Briefing the employee on what’s been happening in the workplace. Think about informal and social things as well as formal work developments.
There can be a lot of misunderstanding around mental illness and sometimes this translates into behaviour from other team members which can be distressing for the person returning to work. Usually, it arises more from fear and ignorance than from ill will.
You can help.
- Talk to the employee and agree who will be told what, by whom and when. Think about the language you use. Be clear about confidentiality and boundaries.
- Be guided by the returning employee’s wishes. Some people want to be more open than others. Encourage the person to talk if they wish but don’t pressure them to do so.
- Treat people returning from absence due to mental ill health in the same way as those who have been away because of poor physical health.
- Watch out for hostile reactions and stamp out any hurtful gossip or bullying promptly.
- Treat mental health issues in a matter-of-fact way. They are common and should not be a source of office gossip or conjecture.
- Don’t shroud the issue in secrecy – there’s nothing to be ashamed of.
Don’t make assumptions about workloads and an individual’s capacity to cope. Keep an eye on how they are going.
Almost no-one is ever fully fit when they return to work after an illness (physical or mental). It takes time to recover speed, strength and agility of both mind and body.
It’s common sense to make reasonable adjustments to a work day in the early days after an extended spell of absence either from mental or physical ill-health. It helps promote full recovery more quickly, and helps ease people back into productive employment.
Most adjustments are made based on common sense following a frank and open discussion between managers and employees. Not everything is possible and each individual has unique needs.

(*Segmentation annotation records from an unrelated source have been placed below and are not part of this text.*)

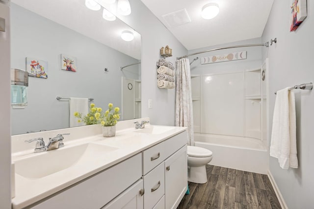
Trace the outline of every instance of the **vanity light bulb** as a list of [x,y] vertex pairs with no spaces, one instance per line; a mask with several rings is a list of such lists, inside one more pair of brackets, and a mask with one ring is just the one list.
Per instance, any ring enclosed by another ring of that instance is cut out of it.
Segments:
[[121,33],[121,38],[126,41],[131,41],[134,39],[134,35],[130,30],[124,30]]
[[131,14],[131,6],[129,0],[118,0],[118,11],[121,15],[127,16]]
[[202,17],[207,20],[210,20],[216,17],[219,13],[219,7],[215,3],[209,3],[203,7],[202,9]]
[[114,21],[116,20],[116,16],[105,8],[104,9],[104,11],[103,11],[103,18],[109,21]]
[[85,0],[85,5],[89,9],[98,11],[101,9],[100,5],[94,0]]

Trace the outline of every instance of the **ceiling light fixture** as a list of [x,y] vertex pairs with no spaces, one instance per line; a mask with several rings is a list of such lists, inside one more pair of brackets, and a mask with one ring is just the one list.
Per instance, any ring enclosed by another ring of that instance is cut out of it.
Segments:
[[105,3],[111,4],[116,2],[116,0],[102,0],[102,1],[105,2]]
[[118,14],[123,16],[131,14],[131,6],[129,0],[118,0]]
[[104,11],[103,11],[103,18],[109,21],[116,20],[116,16],[105,8],[104,8]]
[[101,9],[100,5],[94,0],[85,0],[85,5],[89,9],[94,11],[99,10]]
[[131,41],[134,39],[134,35],[130,30],[124,30],[121,33],[121,38],[126,41]]
[[219,13],[219,7],[216,3],[209,3],[202,9],[202,17],[207,20],[213,19]]

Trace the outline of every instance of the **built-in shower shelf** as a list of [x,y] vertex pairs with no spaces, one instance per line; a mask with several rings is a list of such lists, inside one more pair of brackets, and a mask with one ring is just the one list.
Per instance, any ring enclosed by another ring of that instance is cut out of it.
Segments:
[[246,100],[260,100],[261,99],[261,96],[246,96]]

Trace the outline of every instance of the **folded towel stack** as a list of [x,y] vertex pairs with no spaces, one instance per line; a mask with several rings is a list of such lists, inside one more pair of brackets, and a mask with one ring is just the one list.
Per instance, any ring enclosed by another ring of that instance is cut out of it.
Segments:
[[157,79],[158,80],[168,80],[170,82],[175,81],[174,78],[167,74],[158,74],[158,76],[157,76]]
[[157,62],[157,66],[159,67],[160,66],[166,66],[168,67],[171,70],[174,70],[175,67],[173,66],[173,65],[170,62],[168,62],[165,59],[160,59],[158,60]]
[[[160,88],[174,88],[176,87],[174,76],[175,72],[172,64],[164,59],[157,62],[157,85]],[[167,67],[171,67],[171,68]]]
[[175,76],[175,72],[165,66],[160,66],[157,69],[157,73],[159,74],[167,74],[170,76]]

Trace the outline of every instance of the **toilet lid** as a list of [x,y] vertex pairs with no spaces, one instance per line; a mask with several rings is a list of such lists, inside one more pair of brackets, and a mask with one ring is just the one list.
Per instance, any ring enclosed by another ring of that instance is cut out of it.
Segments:
[[207,149],[200,147],[193,146],[187,146],[187,155],[194,157],[210,157],[212,152]]

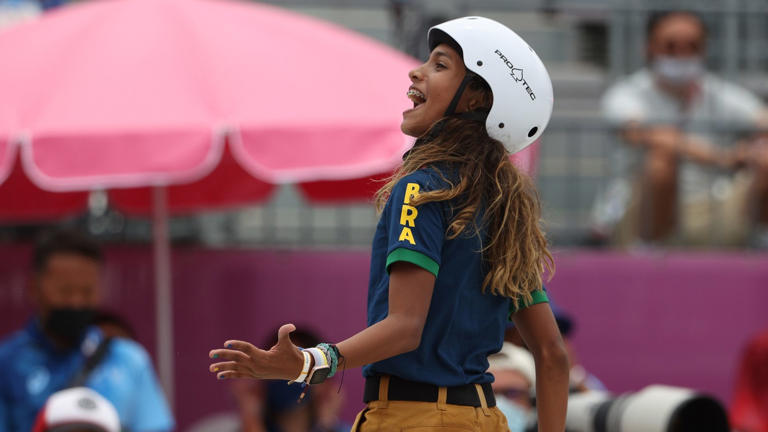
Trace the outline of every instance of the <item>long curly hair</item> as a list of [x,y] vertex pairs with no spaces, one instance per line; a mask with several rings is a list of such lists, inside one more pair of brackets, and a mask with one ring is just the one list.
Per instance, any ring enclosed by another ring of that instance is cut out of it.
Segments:
[[[482,78],[471,81],[469,88],[481,91],[490,106],[491,90]],[[531,292],[542,287],[544,271],[551,276],[555,267],[530,177],[510,161],[504,145],[488,135],[485,122],[449,116],[416,141],[403,165],[379,189],[377,210],[382,211],[401,178],[425,167],[436,169],[449,187],[421,193],[414,205],[451,201],[453,218],[446,237],[455,239],[465,232],[481,236],[479,252],[487,268],[482,291],[530,304]]]

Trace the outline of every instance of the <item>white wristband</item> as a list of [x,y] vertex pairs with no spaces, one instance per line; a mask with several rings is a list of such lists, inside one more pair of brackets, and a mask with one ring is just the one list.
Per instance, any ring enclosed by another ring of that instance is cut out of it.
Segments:
[[304,382],[307,378],[307,374],[309,373],[309,363],[311,362],[312,356],[305,350],[301,350],[301,354],[304,355],[304,366],[301,367],[301,373],[293,381],[288,381],[288,384]]
[[312,354],[312,357],[315,359],[315,367],[328,365],[328,359],[325,358],[325,354],[319,348],[307,348],[305,351],[309,351]]

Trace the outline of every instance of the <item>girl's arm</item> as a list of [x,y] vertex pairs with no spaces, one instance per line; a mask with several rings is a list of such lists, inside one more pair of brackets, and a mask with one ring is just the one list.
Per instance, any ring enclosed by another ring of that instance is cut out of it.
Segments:
[[[344,356],[343,367],[362,366],[418,348],[434,285],[435,276],[427,270],[408,262],[392,264],[387,317],[337,345]],[[280,327],[277,344],[269,351],[248,342],[227,341],[226,349],[210,351],[209,356],[219,360],[210,365],[210,370],[218,378],[292,380],[304,362],[299,349],[291,343],[289,334],[293,330],[293,324]]]
[[536,361],[536,410],[539,432],[563,432],[568,406],[568,354],[548,303],[512,316]]

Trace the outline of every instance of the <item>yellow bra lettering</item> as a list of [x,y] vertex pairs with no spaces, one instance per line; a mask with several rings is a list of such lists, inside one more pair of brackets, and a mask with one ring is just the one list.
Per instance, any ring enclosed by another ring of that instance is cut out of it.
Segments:
[[400,211],[400,225],[403,226],[409,226],[409,227],[415,227],[416,226],[416,216],[419,215],[419,211],[416,210],[416,207],[409,206],[408,204],[403,204],[403,209]]
[[413,233],[411,232],[411,229],[408,227],[403,227],[403,230],[400,232],[400,238],[397,239],[397,241],[403,241],[408,240],[408,243],[415,245],[416,241],[413,239]]
[[409,204],[412,198],[416,198],[418,196],[419,196],[419,184],[408,183],[408,185],[406,185],[405,187],[405,199],[403,199],[403,203]]

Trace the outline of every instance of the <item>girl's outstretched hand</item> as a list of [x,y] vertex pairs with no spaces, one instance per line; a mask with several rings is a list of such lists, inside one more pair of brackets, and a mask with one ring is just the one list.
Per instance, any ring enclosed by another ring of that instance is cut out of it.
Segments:
[[224,349],[211,350],[208,356],[218,361],[209,367],[218,379],[257,378],[293,380],[301,373],[304,356],[291,342],[293,324],[277,331],[277,344],[264,351],[248,342],[228,340]]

Examples of reasonable adjustments:
- a phased return to work, perhaps starting back part-time and building up
- looking at aspects of the job that the person finds particularly stressful and if possible, rearranging responsibilities
- allowing the employee greater control over how they plan and manage their time and workload
- working at home for some of the time
- allowing time off for treatment and support
- altering working hours
- changing physical environments such as moving a desk for increased people contact or to be in a quieter location
- allowing a person to use headphones to block out noise
- offering a quiet place to go to, to help cope with anxiety or stress
- offering support with childcare
- provide support to develop skills around communication or time management
- considering leave without pay if appropriate
- ensuring people know how to use technology to help support themselves such as diverting their phone or email to give themselves space.
Most adjustments are simple, inexpensive and need only be temporary.
- don’t make promises that you are unable to keep – be realistic
- if you are not sure what will help someone – just ask them
- review the adjustments regularly.
What happens if the return to work is not successful?
Sometimes, despite everyone’s best intentions, a return to work is not possible.
Before making any decisions, review what’s been done to support the person involved and consider if there’s anything else that could help. Then talk realistically with the employee about the best way to move forward.
For example, if all reasonable adjustments have been made in their current job, it may be necessary to consider transfer to another job.
It might be that you need to help the person move on with dignity. If so, take advice from your HR advisor or a HR professional.